By Benjie Alejandro
The Department of Justice’s recent decision to prosecute a mother for selling her newborn child is being hailed as another triumph in the government’s campaign against criminality. On the surface, it is a clear victory: the law has spoken, justice has been served, and society can breathe a sigh of relief. Yet to stop at the press release and the applause is to miss the deeper, more troubling narrative.
What compels a mother to commodify life itself? This is not merely a question of individual morality but of systemic failure. Poverty remains a relentless undertow in the Philippines, pulling families into desperation. Government programs, though visible, often fail to reach the most vulnerable. Social safety nets are thin, fragmented, and inconsistent. When survival becomes a daily negotiation, even the sanctity of motherhood can be eroded.
But the state is not the only actor here.

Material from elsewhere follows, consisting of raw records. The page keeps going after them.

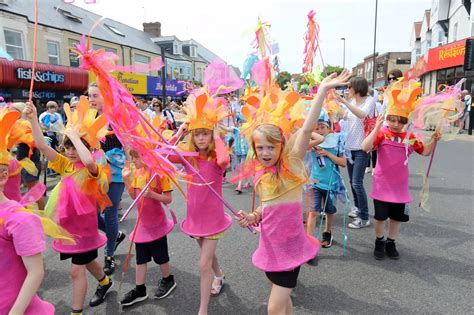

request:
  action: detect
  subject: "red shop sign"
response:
[0,58,89,91]
[427,39,466,71]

Communities that once served as buffers of solidarity have weakened. The traditional support structures—neighbors, extended families, local organizations—are increasingly absent or indifferent.

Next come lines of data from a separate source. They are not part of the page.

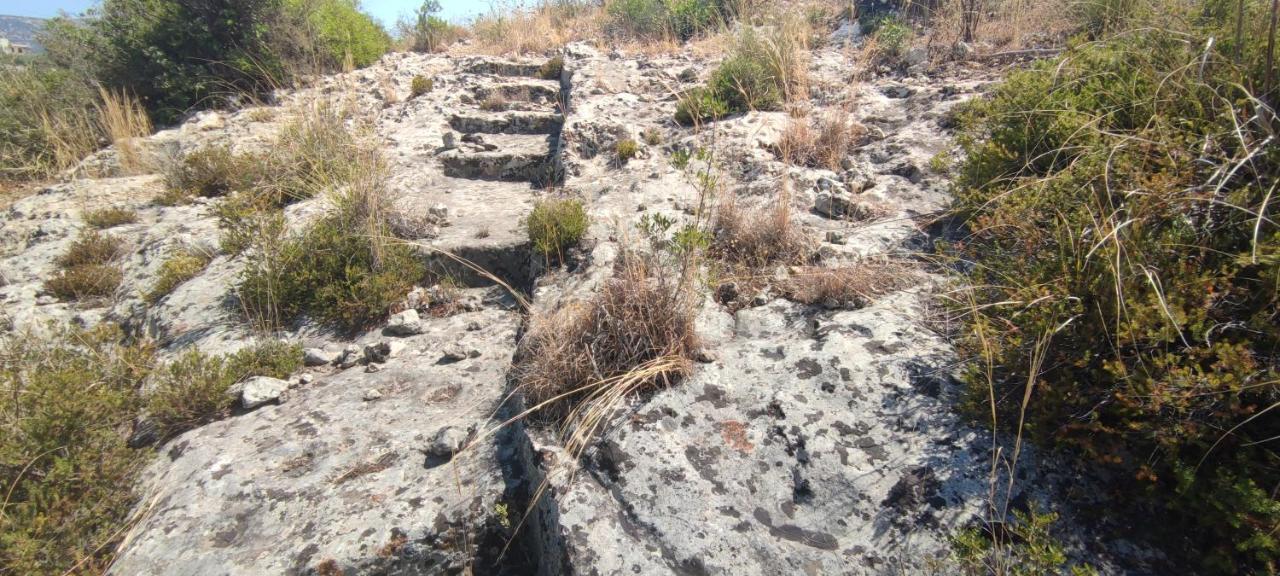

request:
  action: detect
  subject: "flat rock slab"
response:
[547,293,989,575]
[111,310,518,576]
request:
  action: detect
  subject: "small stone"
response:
[338,344,364,370]
[440,344,467,364]
[426,426,471,458]
[302,348,340,366]
[383,308,422,337]
[365,340,404,364]
[241,376,289,410]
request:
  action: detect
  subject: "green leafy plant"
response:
[142,248,212,305]
[146,340,302,439]
[525,198,589,262]
[84,207,138,230]
[408,76,435,99]
[950,15,1280,573]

In their place, digital platforms have risen, often amplifying distorted values. Social media, with its relentless commodification of attention and identity, can normalize the unthinkable: that children, like objects, can be traded.
This case, therefore, is not simply about crime and punishment. It is about the erosion of collective responsibility. The DoJ’s decision is necessary, but it is reactive. The harder work lies in prevention—addressing the economic precarity, rebuilding community bonds, and regulating the toxic influence of online spaces. Without these, the cycle will repeat, and the law will forever be chasing symptoms rather than causes.
To be clear, accountability must remain firm. The mother’s act cannot be excused. Yet condemnation alone is insufficient. A society that fails to ask why such desperation exists is complicit in its perpetuation. The challenge for policymakers, civic leaders, and ordinary citizens alike is to confront the uncomfortable truth: criminality is not born in a vacuum. It is nurtured by neglect, inequality, and cultural complacency.
The DoJ has done its part in affirming the rule of law. Now the rest of us must do ours—by demanding a government that delivers genuine social protection, by rebuilding communities that care, and by resisting the corrosive narratives that reduce human life to a transaction. Only then can justice move beyond the courtroom and into the fabric of everyday life.